Paolo Maldini, recién nombrado responsable técnico para capitanear la resurrección del equipo, encabezó junto al brasileño Leonardo una cumbre en Barcelona para intentar seducir a Guardiola. La idea de un seleccionador extranjero que revolucionara la base táctica italiana ilusionaba, pero el intento ha fracasado frente al desgaste personal del entrenador.
El efecto dominó de este escenario deja a cada protagonista en una posición muy distinta. La CBF retiene la estabilidad y la confianza de Ancelotti, Guardiola asegura la pausa que su exitosa carrera le exige y Maldini se queda sin balas de oro.
El reto del nuevo técnico: un desierto competitivo y mucha presión
La Azzurra deberá activar ahora un 'Plan C' en el mercado y apostar por un perfil diferente que esté dispuesto a asumir el altísimo riesgo de reconstruir a un combinado que no puede permitirse otro tropiezo. Quien asuma finalmente el cargo no solo enfrentará el pesimismo de un país dolido, sino un calendario que obliga a renovar la selección a contrarreloj. De momento, Andrea Pirlo y Antonio Conte aparecen como los principales candidatos en la lista italiana.

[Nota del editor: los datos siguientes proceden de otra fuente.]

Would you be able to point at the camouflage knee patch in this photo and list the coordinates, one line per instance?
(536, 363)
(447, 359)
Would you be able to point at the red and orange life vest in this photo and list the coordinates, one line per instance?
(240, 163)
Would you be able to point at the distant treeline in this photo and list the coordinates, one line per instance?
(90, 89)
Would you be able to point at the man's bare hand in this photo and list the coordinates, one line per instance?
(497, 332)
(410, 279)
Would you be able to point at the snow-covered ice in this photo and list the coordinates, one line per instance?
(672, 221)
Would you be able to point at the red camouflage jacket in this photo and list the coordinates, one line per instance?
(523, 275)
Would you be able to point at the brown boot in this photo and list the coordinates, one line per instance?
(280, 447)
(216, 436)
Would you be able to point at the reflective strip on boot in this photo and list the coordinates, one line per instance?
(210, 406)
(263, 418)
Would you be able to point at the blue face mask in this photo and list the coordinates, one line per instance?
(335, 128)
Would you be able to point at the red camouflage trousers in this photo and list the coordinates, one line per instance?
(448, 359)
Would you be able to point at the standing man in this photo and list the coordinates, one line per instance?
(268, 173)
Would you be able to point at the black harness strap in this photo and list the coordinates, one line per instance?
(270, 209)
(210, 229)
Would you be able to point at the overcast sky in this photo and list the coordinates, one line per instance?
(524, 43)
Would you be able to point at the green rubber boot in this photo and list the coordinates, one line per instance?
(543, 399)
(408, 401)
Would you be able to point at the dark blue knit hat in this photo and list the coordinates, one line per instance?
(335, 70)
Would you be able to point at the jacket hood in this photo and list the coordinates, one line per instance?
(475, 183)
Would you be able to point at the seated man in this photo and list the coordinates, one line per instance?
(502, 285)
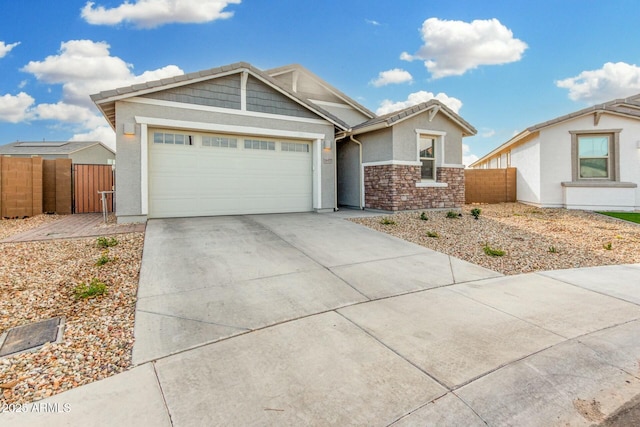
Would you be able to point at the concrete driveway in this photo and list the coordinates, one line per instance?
(308, 319)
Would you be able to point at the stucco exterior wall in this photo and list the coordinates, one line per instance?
(129, 178)
(556, 161)
(526, 159)
(405, 138)
(377, 146)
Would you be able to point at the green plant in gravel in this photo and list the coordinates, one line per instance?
(104, 258)
(106, 242)
(491, 251)
(453, 214)
(90, 290)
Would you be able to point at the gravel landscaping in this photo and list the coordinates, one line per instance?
(532, 239)
(38, 280)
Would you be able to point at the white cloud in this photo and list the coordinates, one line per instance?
(613, 80)
(84, 67)
(451, 48)
(467, 156)
(487, 133)
(153, 13)
(15, 108)
(394, 76)
(104, 134)
(6, 48)
(388, 106)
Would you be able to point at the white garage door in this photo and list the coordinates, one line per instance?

La decisión de Guardiola y Ancelotti confirma que el proyecto italiano requiere a alguien que no busque la gloria rápida, sino que acepte trabajar desde los cimientos. El mercado nacional no ofrece ahora mismo figuras con el consenso de los dos entrenadores descartados, obligando a la dirección técnica a arriesgar con perfiles que acepten dar el salto internacional en el momento más crítico de la historia reciente del fútbol italiano.